My findings: the causation of S’s injuries

143.

This is a very difficult and unusual case. None of the potential explanations which has been put before the court offers a perfect, or even a very good, fit with the evidence. In trying to establish what has happened to S I am faced with a number of possibilities, all of which are towards the lower end of the spectrum of likelihood. Although in my discussion of the evidence I have evaluated the arguments for and against each of these possibilities it is, of course, not my role to rank them in order of most to least likely. My task is the simpler one of determining whether or not the injuries were inflicted by either of S’s parents.
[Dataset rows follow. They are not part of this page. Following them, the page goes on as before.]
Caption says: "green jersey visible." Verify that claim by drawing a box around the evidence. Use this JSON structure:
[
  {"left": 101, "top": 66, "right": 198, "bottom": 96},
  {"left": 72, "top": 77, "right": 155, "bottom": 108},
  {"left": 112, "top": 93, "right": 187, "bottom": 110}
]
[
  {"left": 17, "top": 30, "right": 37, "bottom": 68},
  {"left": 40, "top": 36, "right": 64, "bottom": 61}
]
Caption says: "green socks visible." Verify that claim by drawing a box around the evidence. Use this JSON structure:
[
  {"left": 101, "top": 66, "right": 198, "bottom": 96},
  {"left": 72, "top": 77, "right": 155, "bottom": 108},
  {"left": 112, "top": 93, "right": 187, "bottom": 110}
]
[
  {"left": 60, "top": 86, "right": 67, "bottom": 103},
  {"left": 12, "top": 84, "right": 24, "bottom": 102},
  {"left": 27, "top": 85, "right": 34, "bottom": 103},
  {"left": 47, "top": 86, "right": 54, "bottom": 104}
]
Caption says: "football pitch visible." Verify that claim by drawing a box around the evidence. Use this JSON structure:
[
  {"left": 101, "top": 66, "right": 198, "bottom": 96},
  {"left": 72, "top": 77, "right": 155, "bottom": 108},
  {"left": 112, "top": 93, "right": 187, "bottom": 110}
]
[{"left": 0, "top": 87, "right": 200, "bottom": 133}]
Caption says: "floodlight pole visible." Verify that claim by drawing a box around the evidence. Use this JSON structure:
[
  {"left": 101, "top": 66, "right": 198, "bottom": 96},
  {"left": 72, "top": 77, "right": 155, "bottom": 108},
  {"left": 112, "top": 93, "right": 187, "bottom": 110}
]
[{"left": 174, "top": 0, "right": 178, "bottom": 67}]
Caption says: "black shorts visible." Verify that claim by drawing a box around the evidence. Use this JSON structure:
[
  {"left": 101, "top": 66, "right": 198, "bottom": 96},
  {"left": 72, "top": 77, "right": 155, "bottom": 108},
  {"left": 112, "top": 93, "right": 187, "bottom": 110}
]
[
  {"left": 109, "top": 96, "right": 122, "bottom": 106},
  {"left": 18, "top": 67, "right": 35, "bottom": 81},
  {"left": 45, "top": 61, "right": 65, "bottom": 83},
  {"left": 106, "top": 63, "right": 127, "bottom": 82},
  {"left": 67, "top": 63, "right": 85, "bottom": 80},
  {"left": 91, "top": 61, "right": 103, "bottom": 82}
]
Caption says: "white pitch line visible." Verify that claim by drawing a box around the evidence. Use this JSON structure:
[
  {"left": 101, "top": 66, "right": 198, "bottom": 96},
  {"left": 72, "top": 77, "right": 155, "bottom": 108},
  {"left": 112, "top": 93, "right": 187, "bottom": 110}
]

In determining that issue I must act on evidence, not speculation.

144.

I do not find, on the balance of probabilities, that any of S’s injuries were sustained non-accidentally. The essential question I must ask myself is whether, on the evidence available to me, it is more likely than not that one or both of S’s parents inflicted his injuries, knew they had done so, and lied about it. For the reasons I have given I am unable to reach that conclusion.

145.

The two alternative explanations put forward on behalf of the parents remain possibilities. Alternatively, this may be one of those cases where the true cause of the injuries has not been identified.

The allegation of neglect

146.

The local authority’s allegation of neglect is founded on three occasions identified by the parents in their evidence when T and S were left in a room together without an adult present:

a.

On the morning of 19 April 2022, just before dropping T to nursery, the mother put S in the carrycot part of his buggy, on the floor, and left both children downstairs while she went upstairs to use the toilet.

b.

On the evening of 21 April 2022, the mother was cooking in the kitchen and the father left the children in the living room while he took the bins out (initially the father estimated that this took five minutes; subsequently the parents have produced videos of them undertaking this task, which show that a more realistic time estimate is about 60-90 seconds).

c.

On the evening of 22 April 2022, the father left both children in the living room while he went into the kitchen for about three minutes, in the circumstances described in detail earlier in this judgment.

147.

The local authority does not seek to suggest that the parents’ accounts are inaccurate. Its allegation is based entirely on their descriptions.

148.

As Dr Cartlidge pointed out, parents vary in their attitude to risk. Some treat their children with kid gloves; others are more robust. During the course of a day caring for small children most parents will take the odd risk and make the odd misjudgement. Most of the time nothing bad happens and the parent breathes a sigh of relief. Sometimes things go wrong and the child is hurt, but unless the parent’s behaviour has crossed the line which divides ordinary real-life parenting from unacceptable negligence, the professional response – rightly – is to treat these events as accidents. After all, it would be possible, in theory, to prevent almost every accident if children were never allowed to run or jump or climb, and if their every move were monitored by an adult who remained within arm’s reach and undistracted at all times. But that is not how normal family life works.

149.

My task is to determine, overall, whether the children were likely to suffer significant harm as a result of the care being given to the children by their parents not being what it would be reasonable to expect a parent to give: CA 1989, s31. I have no hesitation in determining that the three incidents described above do not come close to taking the local authority over the s31 threshold. In my view, this aspect of the local authority’s threshold case should not have been pleaded.

Summary of outcome

150.

I have not found that S’s injuries were caused non-accidentally by either of his parents.

151.

I have not found that at the relevant date either T or S was suffering or likely to suffer significant harm due to neglect.

152.

The threshold criteria are, therefore, not met and these proceedings come to an end.